Bridget, you may not be aware of my book on this very subject “Authors of our own Misfortune? The Problems with Psychogenic Explanations for Physical Illnesses”, published in 2012. There is an amazon link to it with a ‘look inside’ facility. In it I discuss the problems with the term ‘functional’ as well as many other issues you raise in your article above. Mine is a sociological critique which also details the various fallacies in reasoning when a doctor makes a psychogenic explanation. I believe, given the points you’ve raised here, that you will find it very interesting.
I’m here tonight because I’m lifeless and bored.
It took killing myself to earn my way into the hospital where I belonged and needed to be (and wanted to be).
But they only saw the suicider. They failed to see the sufferer, who is isolated and alone, and tired of suffering such dire ill health. I was right there – omg, right there – in the cardiac unit but I was strapped to the bed at ankles and wrists, and they decided to pass on doing the echocardiogram I so desperately needed (WTF!). They only saw the suicider, not the reason for the lethal dose I took.

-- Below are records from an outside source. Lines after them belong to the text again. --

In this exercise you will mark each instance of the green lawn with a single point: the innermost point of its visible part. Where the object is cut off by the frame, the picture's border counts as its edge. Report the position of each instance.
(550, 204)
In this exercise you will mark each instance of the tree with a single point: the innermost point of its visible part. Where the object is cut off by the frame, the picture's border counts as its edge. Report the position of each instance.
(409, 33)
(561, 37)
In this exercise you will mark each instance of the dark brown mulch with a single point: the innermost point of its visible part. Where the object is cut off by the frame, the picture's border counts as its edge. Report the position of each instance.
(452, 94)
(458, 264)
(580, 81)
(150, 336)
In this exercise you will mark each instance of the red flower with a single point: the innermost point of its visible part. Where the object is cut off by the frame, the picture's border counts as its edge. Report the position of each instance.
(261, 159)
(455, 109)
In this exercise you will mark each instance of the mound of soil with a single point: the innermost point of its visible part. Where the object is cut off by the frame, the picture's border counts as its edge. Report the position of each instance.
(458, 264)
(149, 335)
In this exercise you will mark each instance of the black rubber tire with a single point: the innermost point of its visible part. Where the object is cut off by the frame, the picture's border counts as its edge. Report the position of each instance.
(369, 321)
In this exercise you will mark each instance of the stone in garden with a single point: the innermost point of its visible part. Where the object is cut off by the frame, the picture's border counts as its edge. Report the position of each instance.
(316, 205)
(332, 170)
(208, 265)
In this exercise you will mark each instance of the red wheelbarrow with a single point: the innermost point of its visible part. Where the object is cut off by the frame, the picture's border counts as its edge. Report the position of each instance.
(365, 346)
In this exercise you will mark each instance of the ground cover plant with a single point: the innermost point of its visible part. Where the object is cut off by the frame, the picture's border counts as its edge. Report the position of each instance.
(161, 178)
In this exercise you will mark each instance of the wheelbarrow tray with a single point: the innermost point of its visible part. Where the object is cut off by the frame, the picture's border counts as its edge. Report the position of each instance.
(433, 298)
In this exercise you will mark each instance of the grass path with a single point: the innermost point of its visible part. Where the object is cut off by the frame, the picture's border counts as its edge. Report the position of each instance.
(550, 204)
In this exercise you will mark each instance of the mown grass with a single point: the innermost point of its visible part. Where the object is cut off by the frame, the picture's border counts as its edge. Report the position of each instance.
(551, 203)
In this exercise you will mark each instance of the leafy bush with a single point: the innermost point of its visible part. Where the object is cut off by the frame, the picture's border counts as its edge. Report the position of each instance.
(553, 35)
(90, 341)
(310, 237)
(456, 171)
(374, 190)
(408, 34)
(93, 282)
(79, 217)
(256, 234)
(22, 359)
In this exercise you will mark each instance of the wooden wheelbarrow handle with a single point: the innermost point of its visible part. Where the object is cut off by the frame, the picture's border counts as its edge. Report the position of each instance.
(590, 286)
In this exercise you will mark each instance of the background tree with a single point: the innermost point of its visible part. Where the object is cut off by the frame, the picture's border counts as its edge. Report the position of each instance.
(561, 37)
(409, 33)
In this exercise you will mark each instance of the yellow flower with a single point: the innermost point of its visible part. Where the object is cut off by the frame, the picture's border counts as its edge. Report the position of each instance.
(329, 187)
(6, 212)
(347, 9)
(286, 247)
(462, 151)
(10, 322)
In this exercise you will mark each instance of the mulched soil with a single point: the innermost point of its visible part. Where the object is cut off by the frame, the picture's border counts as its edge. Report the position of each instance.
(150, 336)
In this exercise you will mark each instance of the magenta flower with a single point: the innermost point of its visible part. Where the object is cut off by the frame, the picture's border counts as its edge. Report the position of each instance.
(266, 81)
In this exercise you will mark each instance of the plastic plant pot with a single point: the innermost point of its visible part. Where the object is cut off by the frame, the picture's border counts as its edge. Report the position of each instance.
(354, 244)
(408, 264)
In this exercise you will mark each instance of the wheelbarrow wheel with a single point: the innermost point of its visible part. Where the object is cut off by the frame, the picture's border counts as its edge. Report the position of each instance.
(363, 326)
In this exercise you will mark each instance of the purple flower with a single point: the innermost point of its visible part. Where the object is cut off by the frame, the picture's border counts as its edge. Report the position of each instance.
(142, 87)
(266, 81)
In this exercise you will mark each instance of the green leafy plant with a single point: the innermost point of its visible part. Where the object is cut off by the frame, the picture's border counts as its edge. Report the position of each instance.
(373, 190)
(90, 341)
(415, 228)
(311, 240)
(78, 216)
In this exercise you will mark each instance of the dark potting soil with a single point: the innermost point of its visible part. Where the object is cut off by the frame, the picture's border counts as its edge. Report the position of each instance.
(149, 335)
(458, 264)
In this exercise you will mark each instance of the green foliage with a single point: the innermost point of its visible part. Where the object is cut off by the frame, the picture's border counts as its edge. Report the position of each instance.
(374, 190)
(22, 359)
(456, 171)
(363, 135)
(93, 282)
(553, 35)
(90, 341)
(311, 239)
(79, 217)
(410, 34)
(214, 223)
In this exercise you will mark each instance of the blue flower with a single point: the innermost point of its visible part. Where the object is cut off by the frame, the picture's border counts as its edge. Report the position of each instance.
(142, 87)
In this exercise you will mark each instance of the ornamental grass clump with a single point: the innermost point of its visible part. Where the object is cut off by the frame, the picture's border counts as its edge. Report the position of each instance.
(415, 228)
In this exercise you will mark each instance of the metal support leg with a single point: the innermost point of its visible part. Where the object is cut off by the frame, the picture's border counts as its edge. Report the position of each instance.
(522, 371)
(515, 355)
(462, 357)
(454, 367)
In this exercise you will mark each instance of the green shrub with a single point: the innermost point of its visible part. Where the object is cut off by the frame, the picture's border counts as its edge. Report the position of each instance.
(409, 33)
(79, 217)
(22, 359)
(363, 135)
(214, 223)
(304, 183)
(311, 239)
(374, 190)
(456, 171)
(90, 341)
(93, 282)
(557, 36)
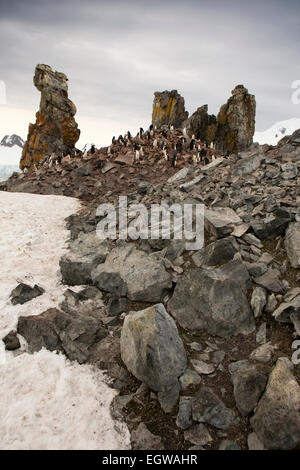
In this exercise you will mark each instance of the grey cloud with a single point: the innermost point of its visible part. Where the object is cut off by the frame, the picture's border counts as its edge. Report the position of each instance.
(116, 54)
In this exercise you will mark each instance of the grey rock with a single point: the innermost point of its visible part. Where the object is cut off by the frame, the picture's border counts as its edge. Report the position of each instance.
(59, 331)
(133, 273)
(252, 240)
(256, 269)
(216, 253)
(292, 244)
(258, 301)
(153, 351)
(209, 408)
(11, 341)
(116, 306)
(189, 378)
(289, 171)
(249, 385)
(261, 334)
(214, 300)
(263, 353)
(272, 225)
(24, 293)
(143, 439)
(198, 435)
(254, 443)
(184, 417)
(271, 303)
(229, 445)
(220, 222)
(247, 165)
(202, 367)
(277, 418)
(84, 170)
(85, 253)
(270, 281)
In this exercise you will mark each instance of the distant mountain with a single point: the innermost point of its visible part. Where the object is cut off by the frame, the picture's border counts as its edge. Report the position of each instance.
(275, 133)
(10, 154)
(11, 140)
(7, 170)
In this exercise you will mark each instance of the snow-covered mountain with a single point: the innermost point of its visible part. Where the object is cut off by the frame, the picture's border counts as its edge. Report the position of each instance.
(279, 130)
(11, 140)
(10, 154)
(7, 170)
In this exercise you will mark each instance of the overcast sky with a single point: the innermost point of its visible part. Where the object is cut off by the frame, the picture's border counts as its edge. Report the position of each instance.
(117, 53)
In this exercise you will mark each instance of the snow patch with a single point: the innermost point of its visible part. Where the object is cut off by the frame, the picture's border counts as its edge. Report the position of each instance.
(47, 402)
(275, 133)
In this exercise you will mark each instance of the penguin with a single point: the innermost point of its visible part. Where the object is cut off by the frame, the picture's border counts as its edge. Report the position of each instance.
(174, 160)
(179, 147)
(192, 144)
(203, 153)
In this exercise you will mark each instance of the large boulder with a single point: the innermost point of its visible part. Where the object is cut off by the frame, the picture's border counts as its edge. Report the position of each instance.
(55, 330)
(168, 109)
(24, 293)
(292, 244)
(153, 352)
(220, 221)
(216, 253)
(214, 300)
(133, 273)
(249, 384)
(236, 121)
(84, 255)
(277, 418)
(203, 125)
(208, 408)
(272, 225)
(55, 129)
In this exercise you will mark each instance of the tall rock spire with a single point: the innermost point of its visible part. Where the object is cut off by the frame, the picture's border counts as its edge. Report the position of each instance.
(168, 109)
(55, 129)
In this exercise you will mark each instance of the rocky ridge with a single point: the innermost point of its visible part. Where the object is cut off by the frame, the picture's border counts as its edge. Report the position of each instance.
(225, 317)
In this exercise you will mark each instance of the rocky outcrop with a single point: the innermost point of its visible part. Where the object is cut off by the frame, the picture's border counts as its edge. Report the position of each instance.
(60, 331)
(277, 418)
(153, 352)
(214, 300)
(168, 109)
(132, 273)
(236, 121)
(292, 244)
(233, 129)
(55, 129)
(203, 125)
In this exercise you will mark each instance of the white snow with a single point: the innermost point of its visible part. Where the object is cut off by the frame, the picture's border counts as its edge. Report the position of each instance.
(10, 155)
(275, 133)
(47, 402)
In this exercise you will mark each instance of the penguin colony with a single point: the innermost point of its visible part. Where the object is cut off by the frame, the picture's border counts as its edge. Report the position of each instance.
(172, 146)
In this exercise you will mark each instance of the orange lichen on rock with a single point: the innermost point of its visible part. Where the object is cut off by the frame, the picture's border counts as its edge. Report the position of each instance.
(55, 129)
(168, 109)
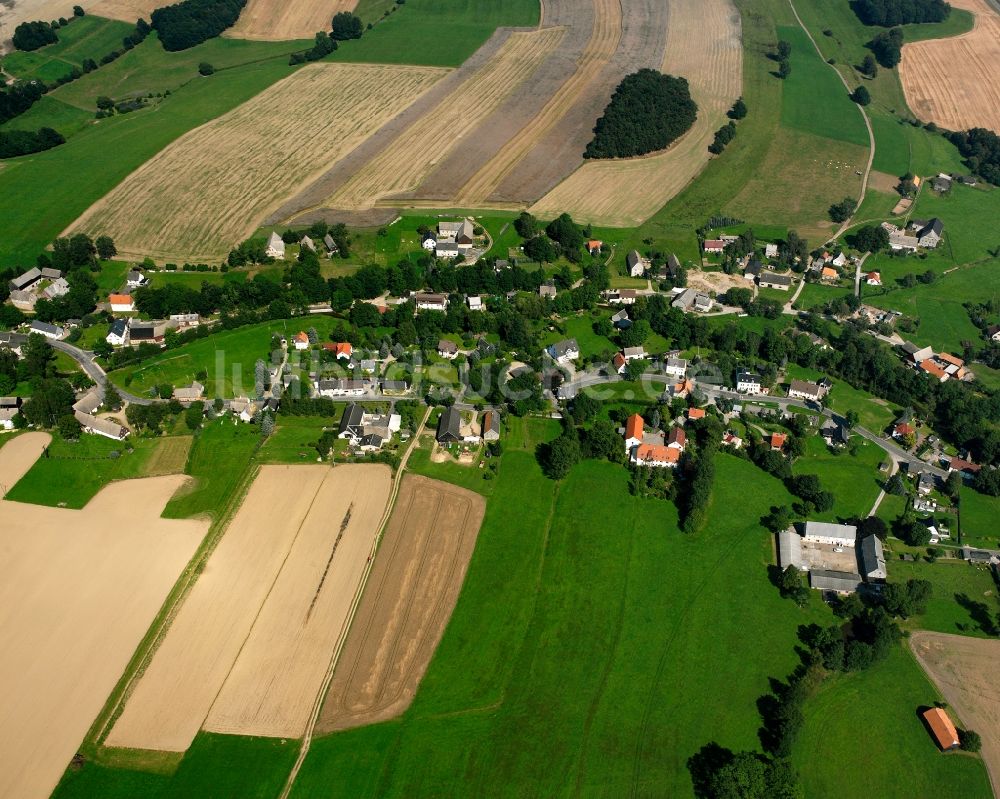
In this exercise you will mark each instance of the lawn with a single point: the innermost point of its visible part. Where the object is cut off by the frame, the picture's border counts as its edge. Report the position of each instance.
(228, 357)
(964, 595)
(440, 33)
(814, 100)
(42, 194)
(74, 471)
(862, 738)
(567, 665)
(854, 480)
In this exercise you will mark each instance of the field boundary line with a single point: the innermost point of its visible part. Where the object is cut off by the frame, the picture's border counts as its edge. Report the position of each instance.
(335, 657)
(168, 612)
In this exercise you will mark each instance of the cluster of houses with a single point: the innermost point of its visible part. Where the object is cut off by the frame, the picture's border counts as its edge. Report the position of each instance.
(918, 234)
(451, 240)
(37, 284)
(454, 429)
(941, 366)
(834, 557)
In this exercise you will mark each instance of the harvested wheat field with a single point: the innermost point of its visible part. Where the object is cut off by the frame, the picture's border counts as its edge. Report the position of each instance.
(245, 639)
(80, 589)
(703, 45)
(277, 20)
(273, 686)
(967, 671)
(409, 597)
(211, 188)
(955, 82)
(405, 162)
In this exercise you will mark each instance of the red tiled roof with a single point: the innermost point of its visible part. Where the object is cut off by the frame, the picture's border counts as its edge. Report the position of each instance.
(633, 426)
(942, 728)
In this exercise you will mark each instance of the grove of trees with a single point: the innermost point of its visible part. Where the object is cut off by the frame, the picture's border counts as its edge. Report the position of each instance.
(647, 112)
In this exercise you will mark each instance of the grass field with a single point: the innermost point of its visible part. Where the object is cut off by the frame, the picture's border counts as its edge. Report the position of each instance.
(835, 754)
(439, 33)
(75, 471)
(235, 155)
(87, 37)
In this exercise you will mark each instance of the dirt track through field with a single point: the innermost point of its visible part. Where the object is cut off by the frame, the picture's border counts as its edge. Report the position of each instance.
(955, 82)
(967, 671)
(405, 162)
(241, 645)
(278, 20)
(415, 582)
(214, 186)
(704, 46)
(273, 685)
(80, 589)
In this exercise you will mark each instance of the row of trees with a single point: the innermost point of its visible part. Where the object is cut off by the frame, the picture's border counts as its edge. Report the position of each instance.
(647, 112)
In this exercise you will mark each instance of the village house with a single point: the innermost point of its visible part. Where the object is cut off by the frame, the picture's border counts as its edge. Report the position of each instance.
(748, 383)
(803, 389)
(447, 349)
(564, 351)
(121, 303)
(118, 334)
(53, 332)
(637, 265)
(772, 280)
(431, 302)
(275, 246)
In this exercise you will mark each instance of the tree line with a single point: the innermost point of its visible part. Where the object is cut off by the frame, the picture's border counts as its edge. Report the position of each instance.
(647, 112)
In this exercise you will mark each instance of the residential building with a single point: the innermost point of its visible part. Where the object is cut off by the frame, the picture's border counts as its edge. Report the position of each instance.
(942, 728)
(872, 558)
(118, 334)
(431, 302)
(637, 265)
(275, 246)
(748, 383)
(450, 426)
(121, 303)
(838, 535)
(564, 351)
(772, 280)
(53, 332)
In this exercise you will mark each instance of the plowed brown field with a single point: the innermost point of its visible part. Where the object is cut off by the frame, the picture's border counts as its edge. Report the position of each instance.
(257, 631)
(409, 597)
(211, 188)
(704, 46)
(276, 20)
(406, 161)
(955, 82)
(79, 590)
(967, 671)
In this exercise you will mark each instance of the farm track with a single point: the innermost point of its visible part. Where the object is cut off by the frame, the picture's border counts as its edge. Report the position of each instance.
(703, 45)
(402, 165)
(215, 185)
(955, 82)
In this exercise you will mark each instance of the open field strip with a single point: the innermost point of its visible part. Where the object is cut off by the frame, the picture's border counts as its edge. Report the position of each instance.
(277, 20)
(967, 671)
(704, 46)
(603, 43)
(277, 676)
(236, 611)
(80, 589)
(416, 580)
(406, 161)
(956, 82)
(213, 187)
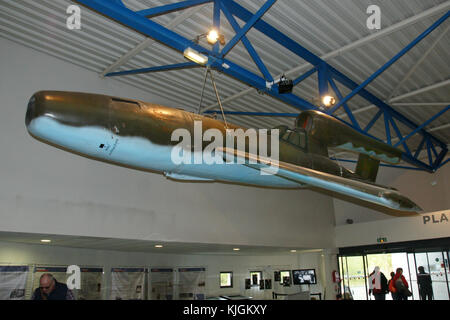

I killed myself for too many, too difficult reasons but some of the primary reasons were my dire ill health, and, the impossibility of getting authentic support and medical attention. I had been driven and forced into a state of existential torture and after too long of it suicide was inescapable and mandatory.
It’s been 5 months since I killed myself as a means to get the attention and care I so severely, extremely, desperately needed but it just did not work at all. All it managed to do was scar me deeper and land me in a psych ward. Again.
Through the entire ordeal I got to watch people do their jobs — and not do them at all — both, at the same time.
How very absolutely horrifying and maddening.
Turning people into numbers, or numbing people from the pulse of life to the point of their reduced-to-nothing value and worth? mmhmm.
Ms. Mildon – Scary, wrong, painful. I am glad you are doing better for yourself and surprised that you could still think straight through all the time this ridicule and fraud happened in your life. The idea was to keep you disempowered and unsupported.